The findings and our research confirms that there is no “typical” roadmap as to which competency is more important or should come first. They are all prerequisites.
Like many good things, there is a risk of over-indulging in DA before a company can fully digest its capabilities. For example, the sheer amount of data can slow down decision making by creating “analysis paralysis” as well as lead to significant data management and hardware/software costs. Leaders must set yearly DA priorities while ensuring their functional groups/divisions align to the data that directly impacts key metrics – versus what is merely “nice to have” information.
Data-oriented cultures have unique attributes
Analytics-focused companies go beyond clichés to incorporate specific cultural norms and practices that leverage analytics capabilities and learnings. A significant majority of respondents reported that data-oriented cultures had the following key elements:
- View analytics as a core enabler of business strategy and day-to-day activities;
- Senior leaders and middle manager champions regularly support DA across the organization;
- An emphasis on communicating data and insights vertically and horizontally, especially to the front-line employees who need them on a daily basis;
The more experienced a firm is with DA, the greater is their ability to overcome internal challenges around sharing information, sustaining focus and coping with poor processes. Only 30% of experienced DA users considered organizational issues to be difficult to resolve compared with 60% of basic users.
Resources still matter
When it comes to enabling sophisticated analytical modelling, data visualization and knowledge management there is no free lunch. Companies still need the right methodologies and a robust, enterprise-wide IT infrastructure to effectively collect, process, report and manage the data. Furthermore, there must be sufficient analytics expertise and tools at both the manager and specialist levels to effectively manage the data through its life cycle as well as to leverage it strategically.

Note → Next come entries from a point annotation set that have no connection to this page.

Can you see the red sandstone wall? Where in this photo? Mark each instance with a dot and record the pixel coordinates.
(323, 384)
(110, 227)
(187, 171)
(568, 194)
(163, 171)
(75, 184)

These findings have significant implications for all companies seeking to gain competitive advantage through analytics. Firstly, the more a firm leverages DA across and up/down the enterprise the more it will reap in terms of greater efficiencies, improved customer focus and enhanced performance. Secondly, each company will define the DA path that best suits their competitive position, business requirements and available resources. Although this article identified guiding principles, there is no ‘best practice’ template. Finally, mutually reinforcing factors such as consistent leadership, cultural receptivity, silo-busting information management systems and analytics expertise are essential to exploit the full potential of analytics.